If it can’t, Shields believes income distributions will diverge further and put large numbers of the population in a position where they can’t build stable financial lives.

“That’s my greatest fear, is that this will build this big pool of people that just don’t have a lot of opportunities. That’s going to be hard on those households,” he said.

Federal support, or lack thereof

Christmas week was wracked with anxiety for Lemke, Landman and their partner.

Congress had finally agreed on a $920 billion round of economic relief tied in with the federal spending bill to keep the government open. But three days before Christmas, President Donald Trump threatened to torpedo the bill, demanding the $600 stimulus checks to most Americans rise to $2,000.

While Trump eventually acquiesced to immense political pressure and signed the bill, the prospect of losing enhanced unemployment benefits, eviction protections and a government shutdown leaving their partner furloughed left Lemke and Landman watching the news far more than they would have during the most festive part of the year.

“It shouldn’t be a thing that every night, the house has to check and see if the government passed something or agreed on the budget so that we can continue existing,” Lemke said.

Diverging recoveries, deeper divisions

Scott Wasserman, the president of the Bell Policy Center in Denver, said the divisions could grow stark due to what he calls the “Colorado paradox”: while the urban Front Range has attracted plenty of high-paying jobs in the defense, technology and finance sectors, the state’s economy is traditionally buoyed by hospitality jobs and the tourism industry.
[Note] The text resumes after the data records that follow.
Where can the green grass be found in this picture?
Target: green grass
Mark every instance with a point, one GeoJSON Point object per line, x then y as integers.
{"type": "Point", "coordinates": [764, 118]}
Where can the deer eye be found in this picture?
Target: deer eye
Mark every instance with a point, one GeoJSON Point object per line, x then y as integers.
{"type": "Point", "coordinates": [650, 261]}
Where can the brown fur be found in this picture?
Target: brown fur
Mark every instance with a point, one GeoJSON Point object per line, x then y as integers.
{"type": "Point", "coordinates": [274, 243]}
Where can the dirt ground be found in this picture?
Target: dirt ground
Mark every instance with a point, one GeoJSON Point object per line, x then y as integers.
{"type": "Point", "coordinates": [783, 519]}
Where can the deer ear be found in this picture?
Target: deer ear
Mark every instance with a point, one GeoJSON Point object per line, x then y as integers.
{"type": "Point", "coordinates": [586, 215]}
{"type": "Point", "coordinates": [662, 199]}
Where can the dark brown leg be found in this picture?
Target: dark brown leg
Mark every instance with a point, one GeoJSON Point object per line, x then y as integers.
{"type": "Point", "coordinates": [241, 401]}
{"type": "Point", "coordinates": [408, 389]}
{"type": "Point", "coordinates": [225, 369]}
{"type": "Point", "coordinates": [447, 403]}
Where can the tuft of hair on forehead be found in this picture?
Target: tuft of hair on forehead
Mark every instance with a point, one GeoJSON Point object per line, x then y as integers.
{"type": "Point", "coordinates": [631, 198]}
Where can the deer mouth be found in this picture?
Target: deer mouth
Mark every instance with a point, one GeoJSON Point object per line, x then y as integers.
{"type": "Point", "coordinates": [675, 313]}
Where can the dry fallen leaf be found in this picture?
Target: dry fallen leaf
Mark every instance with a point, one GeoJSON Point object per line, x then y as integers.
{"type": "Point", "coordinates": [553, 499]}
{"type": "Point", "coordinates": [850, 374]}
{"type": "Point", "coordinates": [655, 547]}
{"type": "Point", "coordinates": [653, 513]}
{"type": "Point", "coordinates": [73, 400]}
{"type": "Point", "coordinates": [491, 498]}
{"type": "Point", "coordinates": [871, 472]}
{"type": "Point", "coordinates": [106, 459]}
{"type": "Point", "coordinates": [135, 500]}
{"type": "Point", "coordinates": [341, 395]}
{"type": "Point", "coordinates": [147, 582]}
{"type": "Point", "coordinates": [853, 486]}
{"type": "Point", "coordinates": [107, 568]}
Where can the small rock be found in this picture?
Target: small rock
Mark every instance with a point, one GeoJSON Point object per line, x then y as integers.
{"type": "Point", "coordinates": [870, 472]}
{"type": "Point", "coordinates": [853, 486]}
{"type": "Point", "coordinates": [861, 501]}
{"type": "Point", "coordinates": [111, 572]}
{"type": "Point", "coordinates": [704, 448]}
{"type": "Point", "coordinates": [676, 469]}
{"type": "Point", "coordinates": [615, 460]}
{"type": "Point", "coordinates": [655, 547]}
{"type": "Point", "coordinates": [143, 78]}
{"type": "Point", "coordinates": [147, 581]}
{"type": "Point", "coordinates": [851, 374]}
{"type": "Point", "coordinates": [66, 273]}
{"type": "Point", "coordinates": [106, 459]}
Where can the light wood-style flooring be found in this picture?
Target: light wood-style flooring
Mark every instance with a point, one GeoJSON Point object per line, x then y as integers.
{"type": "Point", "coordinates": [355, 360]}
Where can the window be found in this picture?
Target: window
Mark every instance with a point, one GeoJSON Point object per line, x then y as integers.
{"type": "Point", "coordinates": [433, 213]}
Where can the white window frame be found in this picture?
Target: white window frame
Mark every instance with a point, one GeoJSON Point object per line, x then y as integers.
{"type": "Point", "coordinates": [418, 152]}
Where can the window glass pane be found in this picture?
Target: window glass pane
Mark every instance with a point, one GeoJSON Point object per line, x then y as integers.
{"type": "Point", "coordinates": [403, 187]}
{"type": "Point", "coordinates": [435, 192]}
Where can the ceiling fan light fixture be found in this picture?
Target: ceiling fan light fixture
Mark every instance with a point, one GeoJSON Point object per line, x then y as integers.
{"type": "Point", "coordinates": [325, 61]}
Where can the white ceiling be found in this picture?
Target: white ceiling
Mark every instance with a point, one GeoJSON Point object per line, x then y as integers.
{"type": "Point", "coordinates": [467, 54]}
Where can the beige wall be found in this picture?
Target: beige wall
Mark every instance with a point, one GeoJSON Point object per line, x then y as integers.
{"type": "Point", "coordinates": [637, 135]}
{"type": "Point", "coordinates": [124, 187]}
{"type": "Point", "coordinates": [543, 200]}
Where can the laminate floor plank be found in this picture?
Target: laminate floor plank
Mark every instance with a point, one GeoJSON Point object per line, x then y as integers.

Wasserman said the passage of policies like universal paid family and sick leave and the repeal of the Gallagher Amendment in the last election show that state residents are increasingly more willing to consider eliminating TABOR restrictions to allow the state to pursue more progressive policies, including in traditionally red areas.

However, he believes the pandemic is only exacerbating the divide between the state’s increasingly wealthy urban areas and rural regions whose dwindling tax bases are leaving it bereft of reliable tax bases.

If left unchecked, that could lead local governments to increasingly take policy matters into their own hands and break down any sense of working for the common good for all of the state’s residents.

“I do think we’re on the clock, and I do think the window is closing,” he said. “If we let this go on, 10 years from now I think Coloradans in different parts of the state will not be able to recognize each other’s community challenges.”

At the same time, Colorado is not immune to the deepening partisanship that has gripped American political culture over the past several years.

Shields said the economic divide could further erode the social fabric of the country and lead to unrest.

“I don’t mean to be a political scientist by any stretch of the imagination, but I’m just saying that if we have this growing class of people that has been economically disenfranchised, that doesn’t bode well for social stability,” he said.

A deeply uncertain future

Lemke and Landman’s incomes were already strained before the pandemic. They both lived paycheck to paycheck, both had credit card debt and neither had savings. All the two and their other partner wish to have is a place to call their own, a home where they could decorate and furnish to their liking without fear of a landlord.

Now, they believe that they can make it one or two more months before they wouldn’t be able to cover their rent. They’re holding out hope that President-elect Joe Biden may make a more aggressive effort to control the virus’ spread once he is inaugurated, and the victory for Democrats in the Georgia’s Senate runoff elections this month is generating more steam for $2,000 stimulus payments.

But that aid may be too little, too late. At this point, Landman believes the only realistic chance of that happening is if he inherits his mother’s house if she were to die.

“I don’t think the pandemic has worsened the prospects for our future at all, which is the worst part of it,” Landman said. “We’re really in no worse place than we were before, but the place we were in before wasn’t good.”